On August 23rd I slipped and fell while hiking across a stream in the White Mountains with my son. I landed with my left elbow twisted behind me, and broke it in two places. I've had to keep my arm in a sling ever since, on my doctor's orders.
So I've had a chance to see what it's like to be a semi-handicapped passenger on the commuter rail.
It sucks. Mornings are okay, but over the past month ridership on the Franklin #715 train has increased notably (again). And they have often shorted the train consist; for a while it was five doubles and two flats, but now it's often only one flat.
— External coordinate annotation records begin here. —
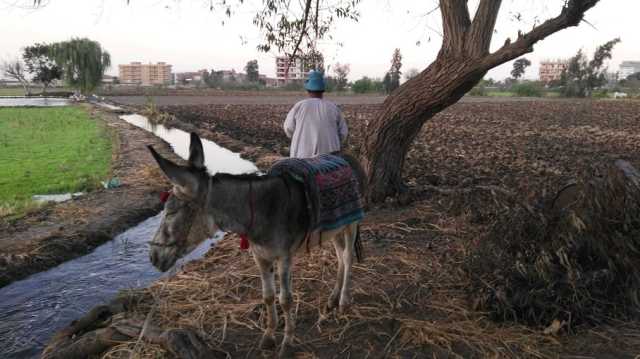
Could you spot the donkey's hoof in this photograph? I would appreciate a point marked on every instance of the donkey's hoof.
(343, 309)
(332, 303)
(267, 342)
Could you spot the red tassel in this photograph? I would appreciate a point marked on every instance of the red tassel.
(164, 196)
(244, 242)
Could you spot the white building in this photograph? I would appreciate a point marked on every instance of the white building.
(628, 68)
(297, 68)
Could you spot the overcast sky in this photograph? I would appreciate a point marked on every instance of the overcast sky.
(187, 35)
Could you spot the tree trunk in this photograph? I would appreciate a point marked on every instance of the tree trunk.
(462, 62)
(392, 132)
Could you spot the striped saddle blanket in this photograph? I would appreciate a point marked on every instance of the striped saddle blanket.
(331, 189)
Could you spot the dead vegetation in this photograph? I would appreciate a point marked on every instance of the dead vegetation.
(487, 237)
(571, 261)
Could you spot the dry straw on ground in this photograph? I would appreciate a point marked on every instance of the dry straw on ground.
(568, 263)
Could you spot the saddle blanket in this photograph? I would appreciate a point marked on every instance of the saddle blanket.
(331, 189)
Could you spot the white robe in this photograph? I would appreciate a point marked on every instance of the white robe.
(316, 127)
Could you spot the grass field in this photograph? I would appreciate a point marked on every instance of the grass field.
(49, 150)
(19, 91)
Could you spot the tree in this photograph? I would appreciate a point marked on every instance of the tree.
(251, 69)
(582, 76)
(411, 73)
(83, 62)
(38, 62)
(15, 69)
(519, 67)
(463, 60)
(386, 82)
(341, 72)
(363, 85)
(392, 77)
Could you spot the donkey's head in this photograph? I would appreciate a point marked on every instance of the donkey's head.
(185, 223)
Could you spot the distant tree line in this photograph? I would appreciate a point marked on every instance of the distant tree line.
(583, 77)
(80, 62)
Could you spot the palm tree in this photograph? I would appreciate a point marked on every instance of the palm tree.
(83, 62)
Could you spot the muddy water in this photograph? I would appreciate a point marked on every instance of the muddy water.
(31, 310)
(217, 159)
(32, 101)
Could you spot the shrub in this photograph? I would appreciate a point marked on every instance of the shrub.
(479, 90)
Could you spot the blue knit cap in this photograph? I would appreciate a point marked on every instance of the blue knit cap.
(315, 81)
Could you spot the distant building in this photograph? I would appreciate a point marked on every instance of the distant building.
(145, 74)
(552, 70)
(628, 68)
(109, 80)
(297, 67)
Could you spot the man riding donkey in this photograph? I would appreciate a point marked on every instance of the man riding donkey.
(315, 125)
(275, 214)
The difference is notable; in early August I was able to get a seat every time I boarded at Ruggles, but for the past three weeks I have almost never been able to get a seat until the Norwood Central stop, nearly half an hour into the ride.
Mind you, there are seats; many of the three-person seats only have two people in them. But they inevitably push towards the opposite ends of the seat, and generally places their bags in the space between. As I walk down the aisles, being careful not to bump my sling against passengers (more because my arm hurts like hell when bumped than because of any great courteousness on my part) many of those passengers in the three-person seats have a classic reaction; they catch sight of me and then quickly look away, out the window or at their suddenly-engrossing reading matter.
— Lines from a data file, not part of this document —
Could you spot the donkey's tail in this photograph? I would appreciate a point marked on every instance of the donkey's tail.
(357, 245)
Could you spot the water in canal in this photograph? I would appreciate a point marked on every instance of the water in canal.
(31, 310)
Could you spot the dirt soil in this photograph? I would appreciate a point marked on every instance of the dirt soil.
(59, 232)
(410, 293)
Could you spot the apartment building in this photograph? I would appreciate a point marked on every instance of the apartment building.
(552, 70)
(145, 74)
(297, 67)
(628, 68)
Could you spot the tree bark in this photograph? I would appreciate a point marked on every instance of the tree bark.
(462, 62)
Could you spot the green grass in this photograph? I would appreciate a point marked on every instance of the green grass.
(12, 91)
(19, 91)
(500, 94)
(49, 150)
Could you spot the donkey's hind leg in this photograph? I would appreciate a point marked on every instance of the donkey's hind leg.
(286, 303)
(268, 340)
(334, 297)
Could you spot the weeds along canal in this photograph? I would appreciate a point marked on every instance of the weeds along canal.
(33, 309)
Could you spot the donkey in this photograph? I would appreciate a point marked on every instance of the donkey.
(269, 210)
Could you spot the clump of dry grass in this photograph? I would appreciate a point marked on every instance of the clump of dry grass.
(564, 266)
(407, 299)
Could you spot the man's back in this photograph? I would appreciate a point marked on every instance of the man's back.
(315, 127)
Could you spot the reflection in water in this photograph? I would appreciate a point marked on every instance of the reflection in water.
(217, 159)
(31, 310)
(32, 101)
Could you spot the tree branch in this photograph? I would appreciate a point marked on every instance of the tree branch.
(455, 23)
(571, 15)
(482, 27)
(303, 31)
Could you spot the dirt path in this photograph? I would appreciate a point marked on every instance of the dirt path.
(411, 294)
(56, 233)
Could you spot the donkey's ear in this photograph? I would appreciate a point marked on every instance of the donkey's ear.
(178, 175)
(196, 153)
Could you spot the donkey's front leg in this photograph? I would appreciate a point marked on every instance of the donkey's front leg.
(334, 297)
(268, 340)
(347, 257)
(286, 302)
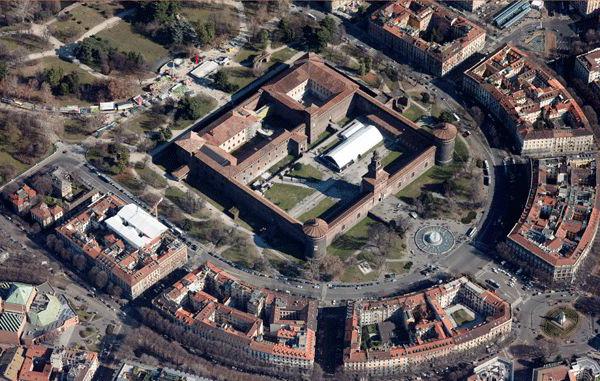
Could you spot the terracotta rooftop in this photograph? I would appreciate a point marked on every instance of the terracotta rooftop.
(562, 241)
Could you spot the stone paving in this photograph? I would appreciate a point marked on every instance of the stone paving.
(434, 239)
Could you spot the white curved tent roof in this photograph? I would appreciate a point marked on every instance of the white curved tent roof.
(357, 144)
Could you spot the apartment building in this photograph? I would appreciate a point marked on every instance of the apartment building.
(559, 223)
(587, 7)
(530, 102)
(126, 242)
(433, 38)
(256, 324)
(391, 335)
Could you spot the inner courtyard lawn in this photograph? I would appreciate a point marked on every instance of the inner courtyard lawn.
(287, 196)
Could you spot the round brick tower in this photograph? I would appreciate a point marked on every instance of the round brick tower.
(315, 230)
(445, 136)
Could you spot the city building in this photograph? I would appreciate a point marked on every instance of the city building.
(22, 199)
(558, 225)
(254, 325)
(530, 102)
(132, 370)
(433, 38)
(11, 360)
(40, 363)
(494, 369)
(512, 13)
(587, 68)
(130, 245)
(61, 183)
(45, 215)
(587, 7)
(343, 5)
(554, 372)
(285, 117)
(469, 5)
(30, 314)
(399, 333)
(581, 369)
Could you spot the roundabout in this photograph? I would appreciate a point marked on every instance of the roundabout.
(434, 239)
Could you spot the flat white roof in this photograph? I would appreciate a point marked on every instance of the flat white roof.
(107, 106)
(204, 69)
(135, 225)
(357, 144)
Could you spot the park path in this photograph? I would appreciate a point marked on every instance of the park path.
(41, 30)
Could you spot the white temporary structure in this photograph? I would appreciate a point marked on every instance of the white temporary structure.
(206, 68)
(357, 144)
(135, 225)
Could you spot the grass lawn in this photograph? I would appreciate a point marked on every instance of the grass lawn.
(129, 181)
(238, 256)
(283, 54)
(75, 131)
(287, 196)
(6, 158)
(437, 175)
(413, 113)
(461, 317)
(205, 12)
(245, 53)
(397, 267)
(352, 274)
(306, 171)
(32, 68)
(241, 76)
(321, 207)
(208, 104)
(152, 178)
(391, 156)
(28, 42)
(371, 79)
(281, 164)
(124, 38)
(551, 329)
(80, 20)
(143, 121)
(324, 135)
(354, 239)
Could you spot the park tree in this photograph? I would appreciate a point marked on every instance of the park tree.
(477, 114)
(42, 184)
(206, 33)
(193, 107)
(162, 11)
(101, 279)
(3, 70)
(53, 75)
(7, 172)
(79, 262)
(447, 117)
(263, 38)
(120, 88)
(221, 82)
(287, 32)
As a matter of stupid pride, I never ask them to make room for me. Still, I have to admit that it sticks in my craw; whenever there's an injured person, a parent with children, or a pregnant woman standing I have always been the first to stand up and offer them my seat. But now that I'm injured, only one person has ever offered me a seat. I declined with thanks (I was some distance away, and it was crowded), but it was nice of him to make the offer.
It's a strange issue. I guess it's human nature for passengers to spread out and claim as much space as possible. Should conductors encourage passengers to store their bags in their laps, or in the overhead racks, rather than beside them on the seats? I've heard that announcement once in a while, but it's very rare. Should I speak up and demand a seat? To be honest, I can't jam myself into the middle of a three-person seat; pressure on my arm really does hurt.
As it is, I've been sitting on stairways instead. I can't take a chance on falling down, and it's both painful and difficult to take a secure hold and stand with only one working hand. I have to keep a watch behind me and move at most stops to let people use the stairs, though.
Oh, one more note of interest: fare collection is way down on the Franklin #715 again. I don't recall being asked for my ticket once in the past two weeks.